窓が割れた、荒れた廃墟ばかりが目に映る。
ここに、そんなに昔は人間がいたんだ……。
「でも、今は私たち以外いない……」
勿論、辺りを見渡しても人の姿は見る影もない。他に生きているものも水没してるところで魚が泳いでるのを見かけたぐらい。
そんなに人間がいたっていうのなら、どこに人間たちは行ってしまったのだろう。
せっかくベルに色んなことを教えてもらっていたというのに、私は結局一番知りたいことを知れていなかった。それにしばらく歩き回った感じ、どうにもこの島には人間はいそうにない。
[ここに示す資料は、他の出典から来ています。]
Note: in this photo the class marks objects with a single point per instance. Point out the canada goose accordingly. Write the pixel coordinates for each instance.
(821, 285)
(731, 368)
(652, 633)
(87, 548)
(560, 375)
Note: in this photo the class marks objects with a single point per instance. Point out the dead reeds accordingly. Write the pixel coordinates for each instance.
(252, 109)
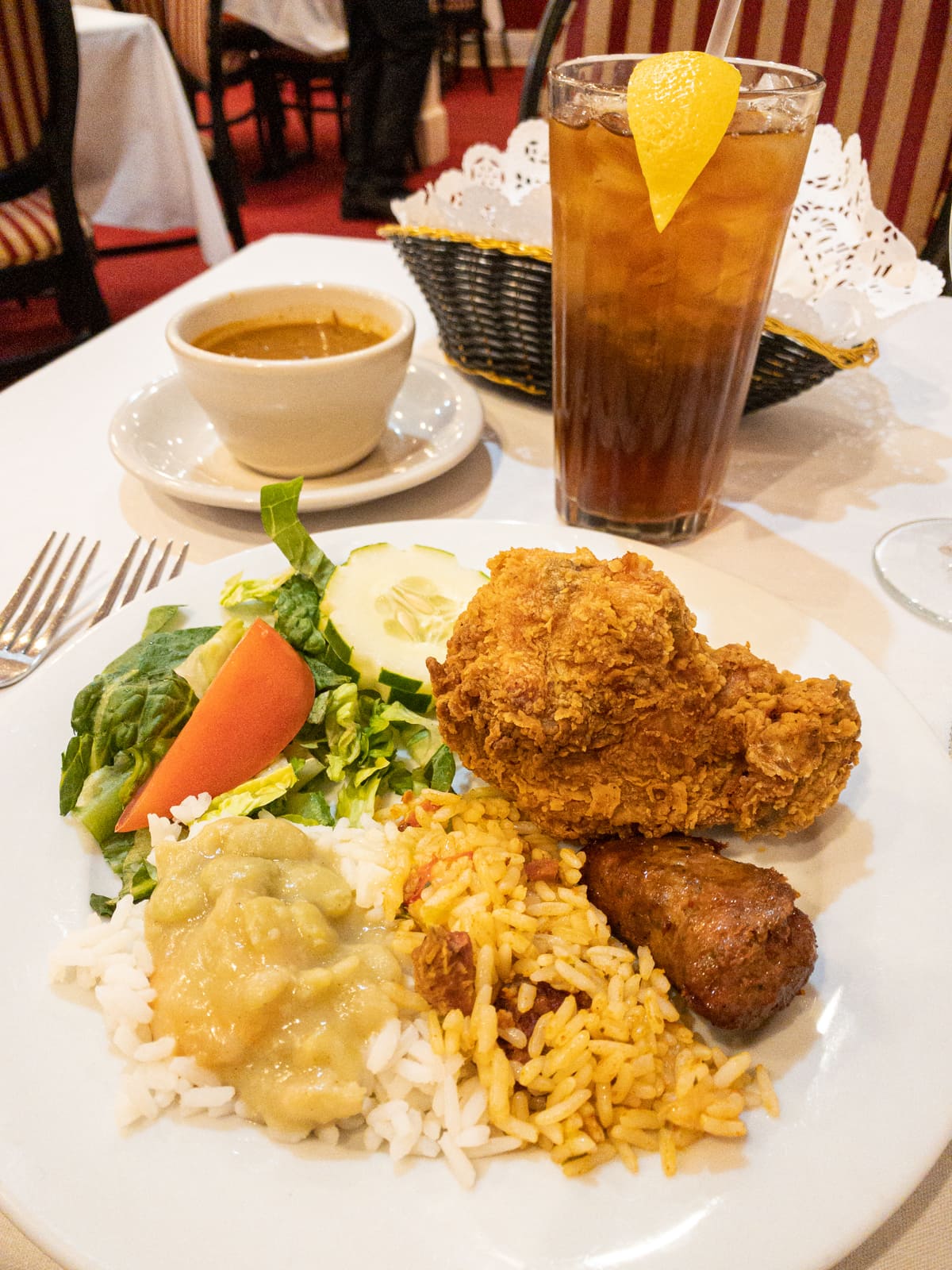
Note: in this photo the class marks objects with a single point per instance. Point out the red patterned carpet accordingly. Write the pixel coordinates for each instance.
(305, 200)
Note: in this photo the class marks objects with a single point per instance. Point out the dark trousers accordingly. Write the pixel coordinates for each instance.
(391, 48)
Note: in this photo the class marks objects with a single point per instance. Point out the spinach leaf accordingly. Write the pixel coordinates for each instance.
(440, 772)
(160, 619)
(124, 722)
(298, 616)
(283, 527)
(127, 856)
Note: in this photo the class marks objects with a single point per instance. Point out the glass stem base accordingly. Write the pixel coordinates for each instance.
(677, 529)
(914, 564)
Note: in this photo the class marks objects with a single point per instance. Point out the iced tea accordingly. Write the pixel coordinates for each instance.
(655, 334)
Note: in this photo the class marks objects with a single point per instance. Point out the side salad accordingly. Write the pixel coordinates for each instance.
(363, 629)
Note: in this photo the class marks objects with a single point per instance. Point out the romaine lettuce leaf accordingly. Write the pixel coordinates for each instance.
(203, 662)
(262, 592)
(283, 527)
(268, 785)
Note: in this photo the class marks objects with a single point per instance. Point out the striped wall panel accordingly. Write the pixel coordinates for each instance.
(25, 88)
(154, 10)
(888, 67)
(187, 23)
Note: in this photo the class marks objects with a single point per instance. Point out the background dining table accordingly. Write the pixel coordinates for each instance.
(812, 487)
(137, 156)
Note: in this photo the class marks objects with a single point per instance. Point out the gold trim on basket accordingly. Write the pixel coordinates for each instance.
(844, 359)
(497, 379)
(508, 247)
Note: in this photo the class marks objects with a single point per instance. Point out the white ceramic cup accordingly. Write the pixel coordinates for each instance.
(308, 417)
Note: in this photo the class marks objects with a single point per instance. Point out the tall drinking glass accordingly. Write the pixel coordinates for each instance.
(655, 334)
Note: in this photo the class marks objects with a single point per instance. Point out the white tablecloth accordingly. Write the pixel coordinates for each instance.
(812, 486)
(139, 162)
(311, 25)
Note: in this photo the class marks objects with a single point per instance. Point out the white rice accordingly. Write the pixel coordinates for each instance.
(416, 1104)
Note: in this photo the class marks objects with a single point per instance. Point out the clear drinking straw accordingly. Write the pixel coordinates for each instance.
(721, 27)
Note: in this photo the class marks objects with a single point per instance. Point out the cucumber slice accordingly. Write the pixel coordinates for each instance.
(387, 609)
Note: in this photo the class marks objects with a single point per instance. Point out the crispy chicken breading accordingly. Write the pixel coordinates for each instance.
(582, 689)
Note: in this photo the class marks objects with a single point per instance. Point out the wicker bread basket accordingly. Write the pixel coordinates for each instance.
(493, 304)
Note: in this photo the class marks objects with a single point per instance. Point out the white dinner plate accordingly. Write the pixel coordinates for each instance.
(163, 436)
(860, 1060)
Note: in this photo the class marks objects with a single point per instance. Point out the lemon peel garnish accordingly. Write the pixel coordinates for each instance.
(679, 108)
私は自分で口にした言葉に肩をかっくり落として意気消沈してしまう。
島に上陸した時のワクワクドキドキは収まりつつあった。
「……シャスカやトリスは、大人たちからこの世界の歴史を学んだりはしていないのか?」
私が落ち込んでいたのをじっと見ていたベルは、ふと気になったように私とトリスに尋ねた。
私はトリスと顔を見合わせる。
「ニュムパエアの歴史や水の巫女についてはちゃんと全部誦じれるわ、授業でやったもの。ね、トリス」
「うん」
トリスに確認するように同意を求めると、トリスは素直に頷いてくれる。
トリスはさっきからダンマリだったけど、私がベルに疑問をぶつけ続けているので遠慮して静かにしてくれていたの。トリスは三人で歩く時とかはいつも後ろに一人下がって歩いてくれたり、そういう気を回してくれるいい子なのだ。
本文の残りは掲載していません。